Tout le film suinte une pauvreté et une tristesse assez poignante. Le territoire filmé est d'une misère effarante, c'est assez saisissant, car même si on peut avoir une image dégradée de l'Amérique du sud, là on est proche du tiers monde. Et le travail de l'embaumeur est
ad hoc, dans un local miteux, avec des outils de fortune et des techniques totalement artisanales, travaillant le plus souvent sans masque et sans gants.

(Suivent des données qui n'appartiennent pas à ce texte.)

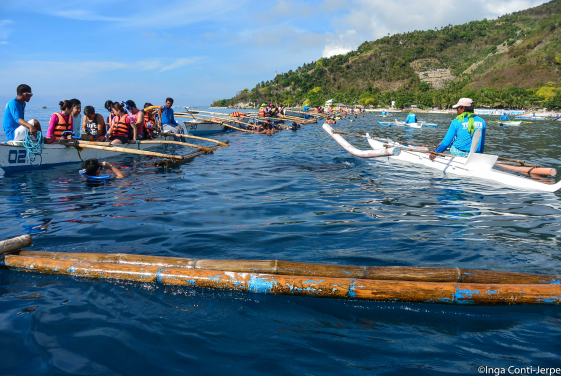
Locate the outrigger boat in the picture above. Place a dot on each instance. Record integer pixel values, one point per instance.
(404, 124)
(14, 156)
(201, 127)
(476, 165)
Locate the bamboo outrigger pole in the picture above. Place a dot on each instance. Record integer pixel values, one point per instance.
(195, 137)
(404, 284)
(333, 287)
(130, 151)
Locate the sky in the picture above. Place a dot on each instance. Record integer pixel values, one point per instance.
(195, 51)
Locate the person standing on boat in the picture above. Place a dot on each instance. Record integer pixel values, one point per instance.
(93, 126)
(76, 115)
(168, 121)
(461, 131)
(120, 131)
(15, 127)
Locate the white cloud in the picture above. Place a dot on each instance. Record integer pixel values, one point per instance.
(341, 43)
(180, 63)
(5, 29)
(83, 15)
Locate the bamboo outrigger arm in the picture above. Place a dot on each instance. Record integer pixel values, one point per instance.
(403, 284)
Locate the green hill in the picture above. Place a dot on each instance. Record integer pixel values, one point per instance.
(513, 61)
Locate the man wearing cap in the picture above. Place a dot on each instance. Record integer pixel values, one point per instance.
(15, 127)
(461, 131)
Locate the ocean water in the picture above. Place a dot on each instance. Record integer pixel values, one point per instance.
(293, 196)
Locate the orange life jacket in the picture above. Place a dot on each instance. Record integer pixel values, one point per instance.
(121, 128)
(63, 125)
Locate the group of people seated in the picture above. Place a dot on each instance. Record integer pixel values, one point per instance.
(125, 124)
(271, 110)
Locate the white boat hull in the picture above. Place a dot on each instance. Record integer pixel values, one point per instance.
(197, 127)
(14, 158)
(457, 166)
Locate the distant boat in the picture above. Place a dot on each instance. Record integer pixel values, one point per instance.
(529, 118)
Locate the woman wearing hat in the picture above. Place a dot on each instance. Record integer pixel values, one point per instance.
(461, 131)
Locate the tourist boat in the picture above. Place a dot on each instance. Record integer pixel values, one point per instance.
(404, 124)
(201, 127)
(476, 165)
(13, 155)
(509, 123)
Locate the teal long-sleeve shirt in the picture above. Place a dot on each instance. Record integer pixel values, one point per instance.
(460, 138)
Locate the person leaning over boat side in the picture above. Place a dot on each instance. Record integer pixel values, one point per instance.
(76, 115)
(93, 125)
(121, 129)
(92, 167)
(14, 125)
(61, 124)
(138, 117)
(461, 131)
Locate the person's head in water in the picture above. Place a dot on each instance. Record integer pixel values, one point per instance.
(92, 167)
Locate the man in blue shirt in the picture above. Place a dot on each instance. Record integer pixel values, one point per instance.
(168, 121)
(461, 131)
(14, 124)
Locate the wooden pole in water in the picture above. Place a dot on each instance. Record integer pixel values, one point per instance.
(395, 273)
(343, 288)
(196, 138)
(117, 149)
(13, 244)
(210, 150)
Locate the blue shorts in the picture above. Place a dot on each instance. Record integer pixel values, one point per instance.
(458, 152)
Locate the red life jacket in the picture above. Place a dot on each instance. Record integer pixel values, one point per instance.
(63, 125)
(121, 128)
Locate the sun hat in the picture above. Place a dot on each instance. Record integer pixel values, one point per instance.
(464, 102)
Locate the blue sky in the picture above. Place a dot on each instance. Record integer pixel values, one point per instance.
(195, 51)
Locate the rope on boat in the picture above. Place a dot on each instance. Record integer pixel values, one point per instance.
(34, 148)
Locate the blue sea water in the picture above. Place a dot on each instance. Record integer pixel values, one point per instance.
(293, 196)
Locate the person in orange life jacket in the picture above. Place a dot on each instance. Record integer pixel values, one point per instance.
(92, 167)
(61, 124)
(120, 130)
(76, 115)
(93, 125)
(138, 117)
(15, 127)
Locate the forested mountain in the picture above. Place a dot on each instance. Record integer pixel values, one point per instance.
(513, 61)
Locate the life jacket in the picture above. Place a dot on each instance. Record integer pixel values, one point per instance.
(121, 128)
(63, 125)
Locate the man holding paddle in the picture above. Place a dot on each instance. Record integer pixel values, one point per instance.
(460, 133)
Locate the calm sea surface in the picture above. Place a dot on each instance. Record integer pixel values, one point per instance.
(293, 196)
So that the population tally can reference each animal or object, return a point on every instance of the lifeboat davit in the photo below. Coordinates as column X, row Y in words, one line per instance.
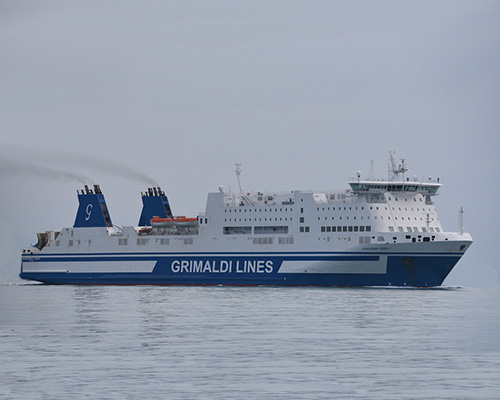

Ce n'est pas un très bon documentaire, c'est construit un peu n'importe comment, il y a même de grosses maladresses comme ces espèces de séquences montage entre deux scènes d'embaumement où le réal filme toute la misère du monde ou même des scènes de meurtre sur des chansons dansantes de cumbia. Cela crée un décalage presque dégueulasse. Le film vaut surtout pour cette description de territoire abandonnés et cette violence sous-jacente qui semble partie intégrante de la vie de cette population pas plus surprise que ça de voir le cadavre d'une jeune femme au milieu de la rue.
Ce qui a aussi rendu ce film un peu plus connu c'est l'histoire de l'embaumeur qui a été assassiné par un gang avant la fin de la production du film (qui a été étalé sur 7 ans). Je n'ai pas vu les dernières minutes (problème avec mon fichier) donc je ne sais pas si et comment c'est intégré au film mais forcément ça a rajouté une couche à la réputation glauquissime totale du projet.
Bref, une expérience. Très désagréable, mais une expérience. Le film assume son regard totalement fasciné par la mort, par la chair sans détourner les yeux et sans non plus l'esthétiser. Je pensais le film totalement underground et visible uniquement sous le manteau, mais j'ai découvert qu'il a été disponible sur Mubi. Le réal a fait d'autres docu, tous un peu sur le même mode "mondo" mais je doute qu'ils parviennent à être pire que celui-là.